One of the highlights of the tour was a great vantage point of one of Sedona’s iconic formations, which White settlers named, The Teapot.

But Professor Cody explained the Native American names, which of course, I didn’t write down fast enough.

I believe, going from left to right, the four formations are The Eagle, The Woman, Wolf Boy, and The Warrior. But don’t quote me on that, except for The Wolf Boy, who became a great shaman and whose legend Cody told.

Another highlight: The Seven Sacred Pools that preserve potable water for most of the year.
Then a giant sink hole called The Devil’s Kitchen. Note the large tree in the hole. It fell with the first sink in the 1800s, rerooted itself and continued to grow.

Just an aside, but why do White people always have to ascribe things — especially in the West — to the Devil. Apparently, it pisses Native Americans off no end, especially when such monikers are affixed to sacred sites like Devil’s Tower or The Devil’s Postpile. In any case, this sink hole is still breaking off around the edges which seems to coincide, along with the original sink, with large earthquakes in California.

This large break-off boulder, which locals call The Piano, happened a few hours after our Loma Prieta quake.
Apropos of nothing, here’s a tree that was struck by lightning where one side died and the other lives on.

After an informative, enlightening and amusing tour, Professor Cody brought me back to the office and directed me to one of his favorite tasting rooms. Against my better judgement, I went. Not that I didn’t think his advice was sound, but seriously, the last thing a winemaker should do on vacation is more wine tasting. But Professor Cody lured me in by telling me about all the Rhone style varietals that were being grown in the Verde Valley (a new appellation) and the Willcox area. I should note that these varietals are not being grown next to cactus. Arizona has a number of what are called Sky Islands, which are basically mountains surrounded by deserts or more arid landscape. On the sides and tops of these “islands” the terroir is much much different and apparently conducive to heat loving Rhone varietals.

An interesting presentation. I was provided with a Riedel glass in which to pour my “shots”.
Sadly, there were no Rhone varietals available for tasting, so I took a chance on this flight.

I have to say, the Barbera was excellent, and I’m not usually a lover of many Italian varietals. The Refosco was equally pleasant. I realize I’m not giving extensive tasting notes, but I’m still scrolling through Professor Cody’s blog looking for his remarks as I’m sure they will be more amusing than mine. The Tannat, which they are billing as “Arizona’s answer to California’s Cabernet”, well, I’d have to say, “Yeah, if you’ve never actually tasted a California Cabernet.” The Petite Sirah was too punchy and one-note for my tastes, but then I never understand the mania for bottling Petite Sirah as a single varietal instead of part of a blend.
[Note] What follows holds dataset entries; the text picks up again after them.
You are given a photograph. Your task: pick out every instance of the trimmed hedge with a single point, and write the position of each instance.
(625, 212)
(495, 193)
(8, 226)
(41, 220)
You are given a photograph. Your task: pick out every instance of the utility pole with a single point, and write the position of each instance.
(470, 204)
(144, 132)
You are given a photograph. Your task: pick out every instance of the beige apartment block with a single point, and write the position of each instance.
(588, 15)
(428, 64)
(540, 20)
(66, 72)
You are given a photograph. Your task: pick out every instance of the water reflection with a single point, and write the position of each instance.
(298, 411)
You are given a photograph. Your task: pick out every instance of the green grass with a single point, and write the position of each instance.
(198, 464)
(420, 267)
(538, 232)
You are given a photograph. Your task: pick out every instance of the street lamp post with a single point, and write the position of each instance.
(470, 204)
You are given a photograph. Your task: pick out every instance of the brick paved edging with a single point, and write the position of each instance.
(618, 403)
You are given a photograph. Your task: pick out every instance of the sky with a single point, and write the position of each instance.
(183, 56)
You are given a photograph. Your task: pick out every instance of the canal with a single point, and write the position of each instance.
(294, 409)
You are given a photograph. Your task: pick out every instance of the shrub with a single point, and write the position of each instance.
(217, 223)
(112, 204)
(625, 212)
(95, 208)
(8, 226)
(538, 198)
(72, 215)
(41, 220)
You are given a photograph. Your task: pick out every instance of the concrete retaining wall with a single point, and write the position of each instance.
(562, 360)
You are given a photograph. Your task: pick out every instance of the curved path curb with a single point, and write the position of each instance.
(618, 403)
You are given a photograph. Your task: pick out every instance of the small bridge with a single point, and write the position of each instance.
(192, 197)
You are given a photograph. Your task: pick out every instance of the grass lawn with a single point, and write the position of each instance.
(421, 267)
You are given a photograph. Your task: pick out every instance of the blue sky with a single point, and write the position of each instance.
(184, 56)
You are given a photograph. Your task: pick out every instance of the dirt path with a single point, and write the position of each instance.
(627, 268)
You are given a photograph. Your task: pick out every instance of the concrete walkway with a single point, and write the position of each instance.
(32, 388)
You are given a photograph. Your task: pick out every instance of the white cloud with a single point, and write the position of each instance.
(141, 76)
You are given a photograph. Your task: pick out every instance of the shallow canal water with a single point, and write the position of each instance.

I’m glad I did the tasting and would encourage anyone visiting to do the same. Although the tasting room should immediately hire Professor Cody as a consultant or trainer. The very nice and personable young lady who handled my tasting couldn’t answer many of my questions including the curious trend of Arizona winemakers to bottle Rhone varietals and blends in Bordeaux bottles. Hey, it’s high shoulders for Cabs and sloped shoulders for Rhones! I realize many of the featured winemakers are trying to blaze their own unique paths and perhaps that involves bucking tradition, but seriously, getting the wine in the right bottle gives an instant visual cue on the shelf as to what’s inside.

All in all, an excellent and unexpected first day in Sedona. If you are this way, you must book Professor Cody’s tour. Or invite him to a tasting room as your Guide des Vins.